By Professor Ralf Buckley,
Director of the International Centre for Ecotourism Research.
Links between tourism and conservation, both positive and negative, are increasingly widespread and significant worldwide.
Tourism creates ecological impacts, but it can generate financial and political support for conservation. The net outcome depends on: land tenure and land-use history; the biology of plants and animals and the behaviour of tourists; the intricacies of government budgets and the contractual details of commercial concession agreements; and the livelihoods of nearby residents and liabilities of land managers. (1, 2, 3, 4)
How close and complex these links can be is not always appreciated, as revealed lately by controversy over tiger tourism in India. (5) One way to show their significance is to calculate the proportion of total remaining populations, for rare and endangered plant and animal species, which are now protected by funding derived from tourism.
Two new open-access articles in the Journal PLOS ONE show such calculations for IUCN-RedListed mammal and frog species respectively. (6,7) Similar calculations for birds will be available shortly.
The results highlight a new and critical issue. Parks agencies in many countries now rely so heavily on tourism revenue that their threatened species have effectively become dependent on the vagaries of international travel markets. This presents a new risk to many species, since international tourism flows can fluctuate widely and rapidly in response to airfares, security risks or disease outbreaks.
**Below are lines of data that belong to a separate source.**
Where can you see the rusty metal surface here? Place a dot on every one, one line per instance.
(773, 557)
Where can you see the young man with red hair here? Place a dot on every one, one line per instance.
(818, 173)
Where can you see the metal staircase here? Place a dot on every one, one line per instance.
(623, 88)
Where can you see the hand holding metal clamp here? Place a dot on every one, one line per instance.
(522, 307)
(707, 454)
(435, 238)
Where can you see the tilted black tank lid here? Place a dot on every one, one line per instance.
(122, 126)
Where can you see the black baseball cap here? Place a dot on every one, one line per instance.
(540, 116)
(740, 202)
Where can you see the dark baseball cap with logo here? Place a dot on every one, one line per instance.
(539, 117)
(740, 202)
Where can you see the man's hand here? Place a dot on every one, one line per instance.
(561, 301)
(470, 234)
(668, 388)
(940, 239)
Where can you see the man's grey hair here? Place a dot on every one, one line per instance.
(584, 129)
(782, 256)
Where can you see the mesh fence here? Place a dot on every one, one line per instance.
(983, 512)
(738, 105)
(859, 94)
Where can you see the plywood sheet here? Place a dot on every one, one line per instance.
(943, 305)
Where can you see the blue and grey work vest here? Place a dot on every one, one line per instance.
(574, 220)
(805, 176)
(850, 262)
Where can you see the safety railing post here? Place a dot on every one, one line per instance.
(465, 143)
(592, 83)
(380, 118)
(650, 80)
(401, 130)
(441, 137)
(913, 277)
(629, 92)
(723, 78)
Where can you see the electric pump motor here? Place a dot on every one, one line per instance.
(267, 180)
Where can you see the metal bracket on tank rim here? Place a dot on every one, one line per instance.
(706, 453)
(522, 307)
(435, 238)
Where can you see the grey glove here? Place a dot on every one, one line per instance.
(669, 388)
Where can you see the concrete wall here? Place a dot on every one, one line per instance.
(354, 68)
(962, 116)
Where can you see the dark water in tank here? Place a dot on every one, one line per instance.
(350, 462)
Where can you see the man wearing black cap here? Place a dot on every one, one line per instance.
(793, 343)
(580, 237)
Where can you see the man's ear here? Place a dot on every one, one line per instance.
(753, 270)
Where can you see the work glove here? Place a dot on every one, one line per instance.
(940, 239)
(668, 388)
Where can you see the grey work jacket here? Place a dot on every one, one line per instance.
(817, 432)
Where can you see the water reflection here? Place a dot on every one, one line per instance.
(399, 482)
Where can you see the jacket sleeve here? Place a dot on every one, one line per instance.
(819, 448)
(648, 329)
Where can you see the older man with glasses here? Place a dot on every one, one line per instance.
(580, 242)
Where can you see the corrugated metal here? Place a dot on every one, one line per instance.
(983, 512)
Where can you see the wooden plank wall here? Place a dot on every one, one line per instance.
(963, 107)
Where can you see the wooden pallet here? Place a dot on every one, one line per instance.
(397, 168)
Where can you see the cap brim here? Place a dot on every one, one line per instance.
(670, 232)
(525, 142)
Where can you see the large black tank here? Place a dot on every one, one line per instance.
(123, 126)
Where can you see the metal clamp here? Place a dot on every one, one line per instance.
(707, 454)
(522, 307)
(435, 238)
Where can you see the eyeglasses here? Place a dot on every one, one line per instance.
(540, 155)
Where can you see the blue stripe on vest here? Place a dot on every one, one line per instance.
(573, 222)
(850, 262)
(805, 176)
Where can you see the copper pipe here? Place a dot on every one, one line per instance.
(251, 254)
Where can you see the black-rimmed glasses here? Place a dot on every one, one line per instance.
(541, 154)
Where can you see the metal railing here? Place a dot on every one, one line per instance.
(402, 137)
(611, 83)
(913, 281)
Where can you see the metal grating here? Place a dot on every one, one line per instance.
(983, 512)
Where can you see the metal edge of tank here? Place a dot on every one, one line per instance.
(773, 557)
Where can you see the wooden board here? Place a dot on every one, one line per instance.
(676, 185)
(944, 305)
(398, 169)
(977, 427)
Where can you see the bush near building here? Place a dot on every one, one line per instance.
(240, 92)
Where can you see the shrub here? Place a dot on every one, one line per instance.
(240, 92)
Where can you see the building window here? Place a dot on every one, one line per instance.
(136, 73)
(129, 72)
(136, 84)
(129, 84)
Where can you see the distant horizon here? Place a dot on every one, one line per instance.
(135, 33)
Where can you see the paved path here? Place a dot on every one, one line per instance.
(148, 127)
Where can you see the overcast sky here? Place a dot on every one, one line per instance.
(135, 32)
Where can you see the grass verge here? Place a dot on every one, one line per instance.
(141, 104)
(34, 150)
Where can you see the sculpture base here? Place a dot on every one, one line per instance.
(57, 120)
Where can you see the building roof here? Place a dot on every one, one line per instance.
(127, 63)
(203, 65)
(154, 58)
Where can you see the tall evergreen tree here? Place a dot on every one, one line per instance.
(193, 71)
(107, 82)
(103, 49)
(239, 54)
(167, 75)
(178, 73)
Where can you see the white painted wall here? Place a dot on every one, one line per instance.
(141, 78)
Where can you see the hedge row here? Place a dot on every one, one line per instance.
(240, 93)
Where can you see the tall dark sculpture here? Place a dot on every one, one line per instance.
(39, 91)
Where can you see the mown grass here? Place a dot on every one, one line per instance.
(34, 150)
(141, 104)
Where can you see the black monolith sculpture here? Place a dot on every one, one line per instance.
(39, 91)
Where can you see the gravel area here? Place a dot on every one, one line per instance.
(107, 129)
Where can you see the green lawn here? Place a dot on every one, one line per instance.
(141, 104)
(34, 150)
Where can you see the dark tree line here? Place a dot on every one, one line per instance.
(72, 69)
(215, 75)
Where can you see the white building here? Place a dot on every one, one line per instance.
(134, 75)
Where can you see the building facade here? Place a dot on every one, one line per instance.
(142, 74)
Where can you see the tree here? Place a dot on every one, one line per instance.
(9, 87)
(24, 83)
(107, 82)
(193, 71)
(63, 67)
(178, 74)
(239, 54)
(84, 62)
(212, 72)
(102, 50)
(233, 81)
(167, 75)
A number of threatened species have already suffered through exactly this mechanism. Examples include rhino in Nepal and lemurs in Madagascar.
Australia is a wealthy nation which can easily afford its parks. Certainly, we should encourage visitors to watch and learn about our unique plants and wildlife, and even charge them for the privilege. But we should be careful not to let our parks agencies become beholden to large‑scale commercial interests, particularly where the risks to conservation remain unknown.
Professor Ralf Buckley is Director of the International Centre for Ecotourism Research, and Dr J Guy Castley is a Senior Research Fellow.
1. Castley, J.G. (2011) Can tourism really have conservation benefits? The Conversation (online)
2. Buckley, R.C. (2010) The sustainability of wilderness. ON LINE Opinion.
3. Buckley, R. C. (2009) Parks and tourism. PLoS Biol 7(6): e1000143. doi:10.1371/journal.pbio.1000143
4. Buckley, R.C. (2010). Safaris can help conservation. Nature 467: 1047.
5. Buckley, R.C. and Pabla, H.S. (2012) Conservation: tourism ban won’t help Indian tigers. Nature 489: 33.
6. Buckley, R.C., Castley, J. Guy, Pegas, F., Mossaz, A.C. and Steven R. (2012) A population accounting approach to assess tourism contributions to conservation of IUCN-redlisted mammals. PLoS ONE doi: 10.1371/journal.pone.0044134. (9 Sept 2012)
7. Morrison, F.C., Simpkins, C.A., Castley, J.G. and Buckley, R.C. (2012) Tourism and the conservation of critically endangered frogs. PLoS ONE doi: 10.1371/journal.pone.0043757 (9 Sept 2012).